Reputation: 746
I'm using saxonche
python library for XPath3.1 ops in python. I have created a FastAPI that just accepts the XML filename, opens it, processes and returns the response.
It worked fine during development on an Intel MacBook, but in production on an Amazon m7g.2xlarge instance (Debian 12 ARM64), it fails with the following error when processing multiple files.
Fatal error: StackOverflowError: Enabling the yellow zone of the stack did not make any stack space available. Possible reasons for that: 1) A call from native code to Java code provided the wrong JNI environment or the wrong IsolateThread; 2) Frames of native code filled the stack, and now there is not even enough stack space left to throw a regular StackOverflowError; 3) An internal VM error occurred.
XML File size: 5 to 8 MB Production env: m7g.2xlarge(AWS) with Debian 12 ARM64
Questions:
Does saxonche have a limitation with processing multiple files simultaneously?
Could upgrading Java on the server potentially resolve this issue?
Any suggestions for troubleshooting or resolving this error would be greatly appreciated.
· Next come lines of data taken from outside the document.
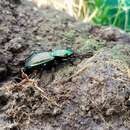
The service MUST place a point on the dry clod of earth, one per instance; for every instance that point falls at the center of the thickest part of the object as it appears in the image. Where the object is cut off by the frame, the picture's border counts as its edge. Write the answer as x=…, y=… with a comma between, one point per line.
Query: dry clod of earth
x=92, y=95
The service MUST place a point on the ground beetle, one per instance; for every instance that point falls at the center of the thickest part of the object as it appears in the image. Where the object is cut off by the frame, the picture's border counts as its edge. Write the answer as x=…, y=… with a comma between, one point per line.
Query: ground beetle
x=44, y=59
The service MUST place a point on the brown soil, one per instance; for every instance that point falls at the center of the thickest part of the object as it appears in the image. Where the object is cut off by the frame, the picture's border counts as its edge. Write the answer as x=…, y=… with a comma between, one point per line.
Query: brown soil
x=90, y=95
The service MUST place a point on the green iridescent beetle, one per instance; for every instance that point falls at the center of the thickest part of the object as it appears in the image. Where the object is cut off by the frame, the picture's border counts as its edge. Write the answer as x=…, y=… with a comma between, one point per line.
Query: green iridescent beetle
x=37, y=59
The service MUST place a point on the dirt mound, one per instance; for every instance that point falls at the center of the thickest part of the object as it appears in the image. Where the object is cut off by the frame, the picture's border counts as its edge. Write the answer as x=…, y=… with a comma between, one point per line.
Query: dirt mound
x=93, y=94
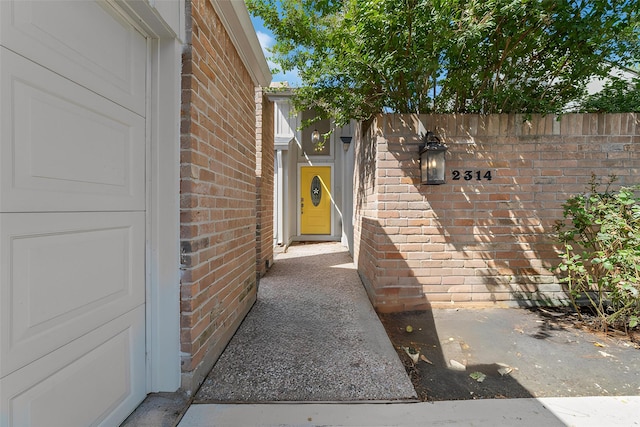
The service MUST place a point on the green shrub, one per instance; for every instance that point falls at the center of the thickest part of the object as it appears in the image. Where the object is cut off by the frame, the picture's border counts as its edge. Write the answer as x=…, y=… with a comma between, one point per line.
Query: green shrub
x=601, y=239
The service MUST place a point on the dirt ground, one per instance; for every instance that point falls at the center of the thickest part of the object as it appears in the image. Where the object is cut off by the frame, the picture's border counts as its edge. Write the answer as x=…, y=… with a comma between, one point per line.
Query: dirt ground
x=511, y=353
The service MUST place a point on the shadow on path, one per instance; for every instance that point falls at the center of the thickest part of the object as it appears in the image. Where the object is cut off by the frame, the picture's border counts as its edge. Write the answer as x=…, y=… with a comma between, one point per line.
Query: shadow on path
x=312, y=336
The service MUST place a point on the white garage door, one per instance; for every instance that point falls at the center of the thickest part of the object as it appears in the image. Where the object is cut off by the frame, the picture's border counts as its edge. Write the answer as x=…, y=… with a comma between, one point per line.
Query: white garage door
x=72, y=214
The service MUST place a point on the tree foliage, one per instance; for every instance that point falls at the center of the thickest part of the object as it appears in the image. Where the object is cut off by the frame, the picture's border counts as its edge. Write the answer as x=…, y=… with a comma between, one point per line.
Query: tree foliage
x=617, y=96
x=357, y=58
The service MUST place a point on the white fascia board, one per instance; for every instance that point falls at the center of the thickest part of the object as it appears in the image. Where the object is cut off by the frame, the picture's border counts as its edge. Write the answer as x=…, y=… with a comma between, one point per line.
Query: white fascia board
x=236, y=20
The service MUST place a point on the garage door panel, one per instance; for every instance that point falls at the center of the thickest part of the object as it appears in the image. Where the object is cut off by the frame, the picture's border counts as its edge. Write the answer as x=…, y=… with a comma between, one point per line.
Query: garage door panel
x=86, y=41
x=64, y=275
x=64, y=148
x=104, y=370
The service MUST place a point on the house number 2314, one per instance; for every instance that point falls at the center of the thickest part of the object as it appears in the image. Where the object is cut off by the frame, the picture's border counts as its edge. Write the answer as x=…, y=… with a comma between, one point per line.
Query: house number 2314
x=469, y=175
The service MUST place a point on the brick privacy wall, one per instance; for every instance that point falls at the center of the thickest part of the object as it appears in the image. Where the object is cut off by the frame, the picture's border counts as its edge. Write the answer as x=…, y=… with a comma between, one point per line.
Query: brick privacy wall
x=217, y=193
x=265, y=152
x=478, y=242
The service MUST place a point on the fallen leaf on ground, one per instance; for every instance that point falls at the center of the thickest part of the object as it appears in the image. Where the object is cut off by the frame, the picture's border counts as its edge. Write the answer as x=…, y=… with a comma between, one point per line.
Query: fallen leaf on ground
x=457, y=365
x=424, y=359
x=478, y=376
x=505, y=370
x=414, y=356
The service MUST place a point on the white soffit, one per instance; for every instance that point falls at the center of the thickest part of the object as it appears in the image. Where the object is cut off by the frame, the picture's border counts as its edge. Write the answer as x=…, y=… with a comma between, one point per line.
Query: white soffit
x=236, y=20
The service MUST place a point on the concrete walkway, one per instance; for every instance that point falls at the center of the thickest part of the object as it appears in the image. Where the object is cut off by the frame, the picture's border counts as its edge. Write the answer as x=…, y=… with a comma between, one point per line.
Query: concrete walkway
x=312, y=336
x=545, y=412
x=312, y=352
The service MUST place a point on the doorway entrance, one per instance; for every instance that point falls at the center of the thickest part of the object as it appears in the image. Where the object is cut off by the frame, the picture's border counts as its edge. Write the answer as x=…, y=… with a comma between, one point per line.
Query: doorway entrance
x=315, y=200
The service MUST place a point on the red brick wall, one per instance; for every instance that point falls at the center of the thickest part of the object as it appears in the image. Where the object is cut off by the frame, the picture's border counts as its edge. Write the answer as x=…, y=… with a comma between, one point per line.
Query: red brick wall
x=264, y=175
x=217, y=193
x=477, y=241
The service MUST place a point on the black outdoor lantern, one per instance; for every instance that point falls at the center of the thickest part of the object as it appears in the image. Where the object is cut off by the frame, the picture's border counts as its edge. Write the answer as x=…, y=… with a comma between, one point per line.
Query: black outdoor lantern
x=315, y=137
x=432, y=160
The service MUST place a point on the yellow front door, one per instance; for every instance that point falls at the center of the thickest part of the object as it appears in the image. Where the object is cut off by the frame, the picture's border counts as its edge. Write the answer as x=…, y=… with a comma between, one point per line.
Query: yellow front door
x=315, y=200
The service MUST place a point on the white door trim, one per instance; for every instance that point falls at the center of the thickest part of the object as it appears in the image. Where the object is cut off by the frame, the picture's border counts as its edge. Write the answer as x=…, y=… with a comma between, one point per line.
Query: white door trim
x=163, y=195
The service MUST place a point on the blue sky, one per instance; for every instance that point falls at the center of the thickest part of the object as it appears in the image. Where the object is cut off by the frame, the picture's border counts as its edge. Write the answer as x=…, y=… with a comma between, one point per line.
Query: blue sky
x=266, y=40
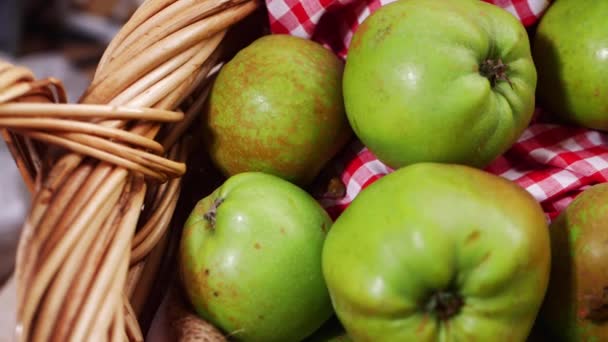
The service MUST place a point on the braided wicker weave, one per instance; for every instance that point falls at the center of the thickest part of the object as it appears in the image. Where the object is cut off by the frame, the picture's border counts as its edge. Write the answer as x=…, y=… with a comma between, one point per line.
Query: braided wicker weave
x=107, y=173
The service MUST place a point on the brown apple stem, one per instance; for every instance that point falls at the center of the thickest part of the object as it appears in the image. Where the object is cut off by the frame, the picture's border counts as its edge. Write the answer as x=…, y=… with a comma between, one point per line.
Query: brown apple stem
x=211, y=214
x=444, y=304
x=494, y=70
x=597, y=307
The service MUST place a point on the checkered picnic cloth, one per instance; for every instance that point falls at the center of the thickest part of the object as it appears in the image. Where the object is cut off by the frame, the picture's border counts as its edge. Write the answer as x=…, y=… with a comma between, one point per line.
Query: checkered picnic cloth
x=552, y=162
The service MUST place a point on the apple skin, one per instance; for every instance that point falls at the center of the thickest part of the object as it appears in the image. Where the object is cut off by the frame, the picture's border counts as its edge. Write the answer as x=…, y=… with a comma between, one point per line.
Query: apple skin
x=277, y=107
x=417, y=84
x=250, y=259
x=576, y=304
x=438, y=252
x=570, y=49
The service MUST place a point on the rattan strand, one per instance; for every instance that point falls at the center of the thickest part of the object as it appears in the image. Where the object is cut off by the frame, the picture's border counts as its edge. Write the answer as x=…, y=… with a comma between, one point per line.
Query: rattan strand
x=86, y=240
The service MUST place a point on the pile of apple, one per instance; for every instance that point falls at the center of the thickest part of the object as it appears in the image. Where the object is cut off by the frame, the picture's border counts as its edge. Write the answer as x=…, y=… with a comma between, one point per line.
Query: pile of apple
x=438, y=250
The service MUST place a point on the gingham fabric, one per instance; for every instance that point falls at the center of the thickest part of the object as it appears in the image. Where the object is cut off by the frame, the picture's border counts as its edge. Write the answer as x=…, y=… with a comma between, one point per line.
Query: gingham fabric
x=554, y=163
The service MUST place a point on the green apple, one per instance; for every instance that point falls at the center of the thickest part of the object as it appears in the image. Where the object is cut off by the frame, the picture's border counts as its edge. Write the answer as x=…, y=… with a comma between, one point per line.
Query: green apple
x=250, y=259
x=277, y=107
x=438, y=252
x=570, y=49
x=439, y=81
x=576, y=304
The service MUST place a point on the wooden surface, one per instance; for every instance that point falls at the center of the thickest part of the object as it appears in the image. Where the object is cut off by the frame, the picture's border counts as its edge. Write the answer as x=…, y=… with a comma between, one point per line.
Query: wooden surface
x=8, y=304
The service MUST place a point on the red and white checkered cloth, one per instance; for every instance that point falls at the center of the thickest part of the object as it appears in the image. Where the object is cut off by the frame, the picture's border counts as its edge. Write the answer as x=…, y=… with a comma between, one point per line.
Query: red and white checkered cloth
x=554, y=163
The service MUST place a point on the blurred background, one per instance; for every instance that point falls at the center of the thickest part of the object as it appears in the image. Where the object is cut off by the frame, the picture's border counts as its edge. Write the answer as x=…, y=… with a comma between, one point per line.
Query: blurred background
x=63, y=39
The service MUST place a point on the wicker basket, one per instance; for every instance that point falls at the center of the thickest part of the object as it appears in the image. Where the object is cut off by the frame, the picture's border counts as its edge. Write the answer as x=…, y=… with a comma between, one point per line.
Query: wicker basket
x=107, y=174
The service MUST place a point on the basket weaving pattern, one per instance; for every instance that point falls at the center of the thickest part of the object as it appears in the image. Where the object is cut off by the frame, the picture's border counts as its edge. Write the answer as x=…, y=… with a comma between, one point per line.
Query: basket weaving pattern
x=106, y=173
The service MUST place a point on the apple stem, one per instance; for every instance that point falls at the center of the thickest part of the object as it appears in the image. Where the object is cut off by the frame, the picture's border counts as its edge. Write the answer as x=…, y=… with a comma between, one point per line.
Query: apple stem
x=597, y=307
x=211, y=214
x=494, y=70
x=444, y=304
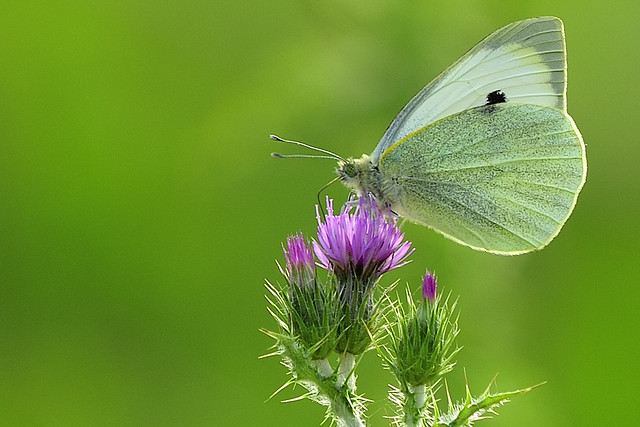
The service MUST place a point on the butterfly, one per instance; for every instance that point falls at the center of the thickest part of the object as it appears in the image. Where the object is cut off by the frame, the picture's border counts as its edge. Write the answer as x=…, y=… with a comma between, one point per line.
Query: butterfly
x=486, y=154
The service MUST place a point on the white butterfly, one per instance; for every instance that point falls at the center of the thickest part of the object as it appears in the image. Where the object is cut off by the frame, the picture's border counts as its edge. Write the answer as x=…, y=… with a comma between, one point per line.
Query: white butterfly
x=486, y=153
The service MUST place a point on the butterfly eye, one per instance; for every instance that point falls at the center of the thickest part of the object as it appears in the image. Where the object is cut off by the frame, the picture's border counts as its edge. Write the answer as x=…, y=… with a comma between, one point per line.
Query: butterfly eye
x=350, y=170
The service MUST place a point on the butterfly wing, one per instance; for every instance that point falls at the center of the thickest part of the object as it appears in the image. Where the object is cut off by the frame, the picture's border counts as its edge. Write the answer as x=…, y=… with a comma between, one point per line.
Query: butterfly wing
x=525, y=60
x=501, y=178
Thank you for your help!
Upvotes: 1
Views: 194
Reputation: 167401
In my Python Flask app I use
from saxonche import *
saxon_proc = PySaxonProcessor()
and
@app.teardown_appcontext
def teardown_saxonche_thread(exception):
if saxon_proc is not None:
saxon_proc.detach_current_thread
I don't know whether there is a similar way for FastAPI to make sure the detach_current_thread is done but look at its documentation whether/how you can run a clean-up routine.
And avoid creating more than one PySaxonProcessor.
Based on https://fastapi.tiangolo.com/advanced/events/ I would suggest to try along the lines of e.g.
from contextlib import asynccontextmanager
from fastapi import FastAPI
from saxonche import PySaxonProcessor
# create single Saxon processor
saxon_proc = PySaxonProcessor()
@asynccontextmanager
async def lifespan(app: FastAPI):
# use single Saxon processor
#
yield
# clean up Saxon processor
if saxon_proc is not None:
saxon_proc.detach_current_thread
app = FastAPI(lifespan=lifespan)
# put your API methods here
# e.g.
@app.get("/hello/{name}")
async def say_hello(name: str):
xdm_doc = saxon_proc.parse_xml(xml_file_name=name)
xpath_proc = saxon_proc.new_xpath_processor()
xpath_proc.set_context(xdm_item=xdm_doc)
xpath_result = xpath_proc.evaluate('root/foo ! map { local-name() : string() }')
api_result = [{key.string_value : map.get(key).head.string_value} for map in xpath_result for key in map.keys() ]
return api_result
Try that approach in your environment and let us know whether that improves things.
Upvotes: 1